Far from seeing the competitive market system—underpinned by freely chosen prices, formal institutions such as property rights protections, and informal mores such as trust and honesty—as a fearsome (masculine?) pitch battle, libertarian feminists would largely endorse Mises’ conception of competition as an economic procedure through which social cooperation between all is achieved:

The market economy is the social system of the division of labor under private ownership of the means of production. Everybody acts on his own behalf; but everybody’s actions aim at the satisfaction of other people’s needs as well as at the satisfaction of his own. Everybody in acting serves his fellow citizens. Everybody, on the other hand, is served by his fellow citizens. Everybody is both a means and an end in himself; an ultimate end for himself and a means to other people in their endeavors to attain their own ends. This system is steered by the market. The market directs the individual’s activities into those channels in which he best serves the wants of his fellow men. ( Human Action )

The workings of the dynamic market process discussed by libertarian feminists—whereby decentralised producers, with alternative supply technologies, strive to best meet the needs of their customers (regardless of their gender status)—challenges narratives of competition as an androcentric “zero sum game” laying waste to women’s economic interests and to non‑competitive modes of human action, such as caring for others, for that matter.

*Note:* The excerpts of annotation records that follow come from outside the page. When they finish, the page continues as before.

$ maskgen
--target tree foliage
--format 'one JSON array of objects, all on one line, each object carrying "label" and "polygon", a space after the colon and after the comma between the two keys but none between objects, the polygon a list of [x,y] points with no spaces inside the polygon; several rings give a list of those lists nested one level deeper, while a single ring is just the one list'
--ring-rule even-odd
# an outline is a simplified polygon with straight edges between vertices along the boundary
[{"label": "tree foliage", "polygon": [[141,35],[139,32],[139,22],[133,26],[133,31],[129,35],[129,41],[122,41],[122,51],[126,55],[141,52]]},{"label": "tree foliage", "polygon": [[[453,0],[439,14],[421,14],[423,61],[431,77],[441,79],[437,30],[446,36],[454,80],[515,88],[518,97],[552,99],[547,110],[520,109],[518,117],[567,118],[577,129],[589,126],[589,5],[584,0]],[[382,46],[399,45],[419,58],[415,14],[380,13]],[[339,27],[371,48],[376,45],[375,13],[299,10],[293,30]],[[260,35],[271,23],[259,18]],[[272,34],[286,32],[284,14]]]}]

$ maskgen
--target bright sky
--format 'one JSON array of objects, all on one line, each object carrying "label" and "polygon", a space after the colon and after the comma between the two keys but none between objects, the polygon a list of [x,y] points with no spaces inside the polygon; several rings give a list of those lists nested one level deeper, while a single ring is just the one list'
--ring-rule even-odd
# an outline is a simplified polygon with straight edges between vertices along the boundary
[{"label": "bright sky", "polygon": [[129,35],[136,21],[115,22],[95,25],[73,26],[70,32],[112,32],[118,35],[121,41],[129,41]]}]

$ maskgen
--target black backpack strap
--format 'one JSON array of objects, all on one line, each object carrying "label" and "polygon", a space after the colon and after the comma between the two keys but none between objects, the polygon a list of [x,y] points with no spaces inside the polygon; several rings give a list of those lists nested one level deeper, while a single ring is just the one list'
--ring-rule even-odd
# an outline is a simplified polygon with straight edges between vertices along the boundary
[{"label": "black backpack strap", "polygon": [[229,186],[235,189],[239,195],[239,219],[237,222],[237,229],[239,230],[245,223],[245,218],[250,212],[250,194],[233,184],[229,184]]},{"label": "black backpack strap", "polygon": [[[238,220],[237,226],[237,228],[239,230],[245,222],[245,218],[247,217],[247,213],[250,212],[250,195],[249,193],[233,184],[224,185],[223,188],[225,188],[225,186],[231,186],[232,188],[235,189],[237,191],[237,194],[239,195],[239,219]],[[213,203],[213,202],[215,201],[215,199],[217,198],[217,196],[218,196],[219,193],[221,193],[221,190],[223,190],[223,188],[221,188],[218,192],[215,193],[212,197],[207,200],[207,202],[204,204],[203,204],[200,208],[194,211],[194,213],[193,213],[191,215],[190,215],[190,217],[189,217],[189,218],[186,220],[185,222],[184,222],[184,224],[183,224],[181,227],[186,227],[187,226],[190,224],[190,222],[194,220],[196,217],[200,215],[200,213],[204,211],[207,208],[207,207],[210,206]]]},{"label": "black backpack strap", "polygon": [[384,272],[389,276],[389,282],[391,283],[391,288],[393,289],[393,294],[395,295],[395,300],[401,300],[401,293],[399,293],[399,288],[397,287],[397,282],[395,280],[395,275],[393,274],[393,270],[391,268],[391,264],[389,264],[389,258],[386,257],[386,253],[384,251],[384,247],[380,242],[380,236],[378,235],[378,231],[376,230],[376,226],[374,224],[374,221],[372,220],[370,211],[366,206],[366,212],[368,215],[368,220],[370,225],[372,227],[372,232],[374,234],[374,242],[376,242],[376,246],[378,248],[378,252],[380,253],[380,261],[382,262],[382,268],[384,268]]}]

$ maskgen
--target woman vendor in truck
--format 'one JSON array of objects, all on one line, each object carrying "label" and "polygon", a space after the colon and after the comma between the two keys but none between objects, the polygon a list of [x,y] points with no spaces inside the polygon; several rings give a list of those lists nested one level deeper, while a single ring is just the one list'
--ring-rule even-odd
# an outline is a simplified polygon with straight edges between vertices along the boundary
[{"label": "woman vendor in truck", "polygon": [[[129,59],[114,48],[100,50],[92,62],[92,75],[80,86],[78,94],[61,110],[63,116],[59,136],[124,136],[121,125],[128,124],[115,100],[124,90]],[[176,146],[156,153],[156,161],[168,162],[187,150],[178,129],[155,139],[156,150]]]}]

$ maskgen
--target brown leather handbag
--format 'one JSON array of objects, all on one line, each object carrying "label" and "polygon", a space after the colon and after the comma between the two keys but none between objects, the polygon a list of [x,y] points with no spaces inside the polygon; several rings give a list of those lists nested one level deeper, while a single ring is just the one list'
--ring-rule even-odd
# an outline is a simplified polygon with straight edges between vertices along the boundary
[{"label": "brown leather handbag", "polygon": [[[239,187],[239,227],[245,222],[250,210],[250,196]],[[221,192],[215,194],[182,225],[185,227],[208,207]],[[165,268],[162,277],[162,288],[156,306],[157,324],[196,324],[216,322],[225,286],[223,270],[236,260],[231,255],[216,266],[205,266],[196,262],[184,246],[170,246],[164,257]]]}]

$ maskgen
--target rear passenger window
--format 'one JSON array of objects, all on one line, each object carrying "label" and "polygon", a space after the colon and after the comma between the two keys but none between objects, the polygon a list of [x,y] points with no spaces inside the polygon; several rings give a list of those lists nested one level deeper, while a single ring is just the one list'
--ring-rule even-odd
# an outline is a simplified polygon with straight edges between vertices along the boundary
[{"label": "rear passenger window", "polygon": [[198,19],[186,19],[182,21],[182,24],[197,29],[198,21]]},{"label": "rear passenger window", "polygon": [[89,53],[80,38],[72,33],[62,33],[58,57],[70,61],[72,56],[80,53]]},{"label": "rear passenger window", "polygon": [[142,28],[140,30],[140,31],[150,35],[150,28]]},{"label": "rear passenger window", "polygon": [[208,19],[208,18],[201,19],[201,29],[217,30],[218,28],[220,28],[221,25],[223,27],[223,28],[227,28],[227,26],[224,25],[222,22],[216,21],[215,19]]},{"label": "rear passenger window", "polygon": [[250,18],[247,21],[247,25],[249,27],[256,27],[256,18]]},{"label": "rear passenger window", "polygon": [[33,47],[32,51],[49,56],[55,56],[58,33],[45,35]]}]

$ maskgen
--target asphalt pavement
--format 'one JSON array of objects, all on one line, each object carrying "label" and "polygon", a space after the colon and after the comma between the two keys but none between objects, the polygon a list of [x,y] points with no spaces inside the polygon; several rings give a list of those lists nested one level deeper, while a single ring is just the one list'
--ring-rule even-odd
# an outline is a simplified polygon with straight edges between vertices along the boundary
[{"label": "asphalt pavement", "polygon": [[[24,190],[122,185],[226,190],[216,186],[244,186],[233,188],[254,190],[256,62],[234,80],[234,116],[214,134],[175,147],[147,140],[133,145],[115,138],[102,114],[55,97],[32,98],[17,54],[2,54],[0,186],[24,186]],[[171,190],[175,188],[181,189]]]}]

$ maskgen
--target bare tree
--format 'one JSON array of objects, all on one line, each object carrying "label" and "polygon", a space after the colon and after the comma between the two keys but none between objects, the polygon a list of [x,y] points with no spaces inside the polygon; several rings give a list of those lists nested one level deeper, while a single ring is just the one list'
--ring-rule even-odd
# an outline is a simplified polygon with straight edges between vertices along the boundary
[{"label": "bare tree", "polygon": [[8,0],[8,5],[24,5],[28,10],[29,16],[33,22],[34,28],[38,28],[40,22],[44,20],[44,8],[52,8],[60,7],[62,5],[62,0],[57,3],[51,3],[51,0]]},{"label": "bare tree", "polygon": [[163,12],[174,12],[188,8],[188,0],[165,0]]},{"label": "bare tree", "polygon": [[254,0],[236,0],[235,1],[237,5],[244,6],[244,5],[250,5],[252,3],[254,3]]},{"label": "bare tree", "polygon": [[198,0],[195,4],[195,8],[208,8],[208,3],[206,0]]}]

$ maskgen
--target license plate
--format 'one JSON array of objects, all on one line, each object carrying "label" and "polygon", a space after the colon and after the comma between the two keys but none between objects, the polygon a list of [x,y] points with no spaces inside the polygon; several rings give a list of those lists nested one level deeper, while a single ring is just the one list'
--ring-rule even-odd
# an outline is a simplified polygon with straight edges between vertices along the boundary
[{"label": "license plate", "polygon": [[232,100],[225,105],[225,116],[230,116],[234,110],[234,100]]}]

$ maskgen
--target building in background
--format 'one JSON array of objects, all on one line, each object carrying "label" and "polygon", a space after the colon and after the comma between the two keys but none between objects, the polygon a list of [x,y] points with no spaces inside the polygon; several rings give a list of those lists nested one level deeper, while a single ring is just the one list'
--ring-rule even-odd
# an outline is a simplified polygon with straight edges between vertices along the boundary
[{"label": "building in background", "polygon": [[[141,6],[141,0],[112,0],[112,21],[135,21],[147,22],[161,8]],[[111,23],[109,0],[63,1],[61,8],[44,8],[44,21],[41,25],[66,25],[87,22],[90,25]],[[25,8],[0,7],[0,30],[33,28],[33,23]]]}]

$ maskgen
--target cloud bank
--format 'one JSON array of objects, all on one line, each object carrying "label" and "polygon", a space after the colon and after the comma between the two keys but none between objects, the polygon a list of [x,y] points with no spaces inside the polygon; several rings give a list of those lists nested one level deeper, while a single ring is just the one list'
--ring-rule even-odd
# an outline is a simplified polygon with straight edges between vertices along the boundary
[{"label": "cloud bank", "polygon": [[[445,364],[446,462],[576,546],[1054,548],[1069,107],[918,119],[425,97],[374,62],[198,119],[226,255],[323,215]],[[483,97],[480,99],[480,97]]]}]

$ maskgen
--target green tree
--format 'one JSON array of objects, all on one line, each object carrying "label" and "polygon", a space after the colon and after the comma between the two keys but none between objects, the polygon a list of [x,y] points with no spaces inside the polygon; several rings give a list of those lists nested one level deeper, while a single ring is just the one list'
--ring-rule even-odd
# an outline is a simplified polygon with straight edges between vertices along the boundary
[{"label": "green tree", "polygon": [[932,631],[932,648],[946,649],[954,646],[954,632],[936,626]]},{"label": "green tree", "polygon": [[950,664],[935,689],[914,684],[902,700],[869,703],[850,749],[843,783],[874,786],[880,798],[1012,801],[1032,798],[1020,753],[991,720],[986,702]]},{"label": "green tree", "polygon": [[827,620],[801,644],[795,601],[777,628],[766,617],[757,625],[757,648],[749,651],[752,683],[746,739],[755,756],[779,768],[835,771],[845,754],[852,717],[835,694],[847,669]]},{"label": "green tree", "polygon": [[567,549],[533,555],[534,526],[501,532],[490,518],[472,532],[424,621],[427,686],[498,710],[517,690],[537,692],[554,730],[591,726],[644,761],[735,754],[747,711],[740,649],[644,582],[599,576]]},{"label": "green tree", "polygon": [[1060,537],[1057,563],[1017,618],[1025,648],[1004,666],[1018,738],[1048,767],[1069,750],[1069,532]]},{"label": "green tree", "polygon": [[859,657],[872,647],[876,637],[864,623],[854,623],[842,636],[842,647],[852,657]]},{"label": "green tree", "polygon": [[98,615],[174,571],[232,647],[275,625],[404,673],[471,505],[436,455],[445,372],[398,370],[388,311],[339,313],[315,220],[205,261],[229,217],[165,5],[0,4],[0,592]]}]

It is no coincidence that societies which accord greater dignity and respect to the system Karen Vaughn described as the “complex interactions of many, many separate individuals (male and female, married or single, parents or childless, selfish or emotionally connected)” are those societies in which greater material prosperity has been widely enjoyed, by women and men alike, and where women have achieved greater cultural and social esteem.

And, as has been increasingly recognised in libertarian circles more generally, greater freedom to “truck, barter, and exchange one thing for another” may exert powerful redistributive effects in favour of traditionally economically disadvantaged groups, such as women, by virtue of breaking down barriers to economic mobility, not to mention dissipating the influence of entrenched interests.

If feminism is about extending the possibilities of exercising individual choice and, through it, enabling all human beings to imprint their own plans of action over their own lives, then the feminist variant of libertarian theory could be a most useful tool for exploring issues concerning women, as well as men.

For one, libertarian feminism, by virtue of its unique perspectives about economic agency and market competition, holds the great prospect of reorienting feminist economics in such a way as to constructively iron out its confusions over alleged trade‑offs between competition and cooperation in the marketplace.